Video Summarization Workflow#

The Video Summarization Workflow enables analysis and summarization of video content without being constrained by the standard VLM context window limitations, allowing for the analysis of long-form video content.

Capabilities

Use Cases

  • Automated incident report generation

  • Event detection in extended video archives

  • Shift summaries and daily activity reports

Technical Approach

Standard VLMs are limited to processing short video clips, usually less than 1 minute, depending on the number of subsampled frames and level of detail required. This workflow uses a microserivce which will segment videos of any length, analyze each segment with a VLM, and then synthesize the results into a coherent summary with timestamped events.
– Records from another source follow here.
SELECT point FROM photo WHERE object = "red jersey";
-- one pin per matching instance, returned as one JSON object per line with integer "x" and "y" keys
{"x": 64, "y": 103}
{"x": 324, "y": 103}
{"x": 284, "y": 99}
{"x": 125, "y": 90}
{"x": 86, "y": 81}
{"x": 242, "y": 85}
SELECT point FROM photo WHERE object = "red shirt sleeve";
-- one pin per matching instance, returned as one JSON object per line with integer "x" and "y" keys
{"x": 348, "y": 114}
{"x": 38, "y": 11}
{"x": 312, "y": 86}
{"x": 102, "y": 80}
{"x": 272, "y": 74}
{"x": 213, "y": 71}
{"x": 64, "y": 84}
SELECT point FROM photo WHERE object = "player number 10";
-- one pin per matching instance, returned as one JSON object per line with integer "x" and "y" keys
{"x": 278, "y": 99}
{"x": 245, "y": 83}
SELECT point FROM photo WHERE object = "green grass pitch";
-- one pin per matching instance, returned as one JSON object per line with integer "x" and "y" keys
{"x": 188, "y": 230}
Estimated Deployment Time: 15-20 minutes

The following diagram illustrates the video summarization architecture:

Vision Agent with Long Video Summarization Architecture

Key Features of the Vision Agent with Long Video Summarization:

  • Quickly generate an overall summary within seconds, offering a high-level narrative of the video.

  • Formulate timestamped highlights of the video based on user-defined events.

  • Processes uploaded video files (minutes to hours in duration)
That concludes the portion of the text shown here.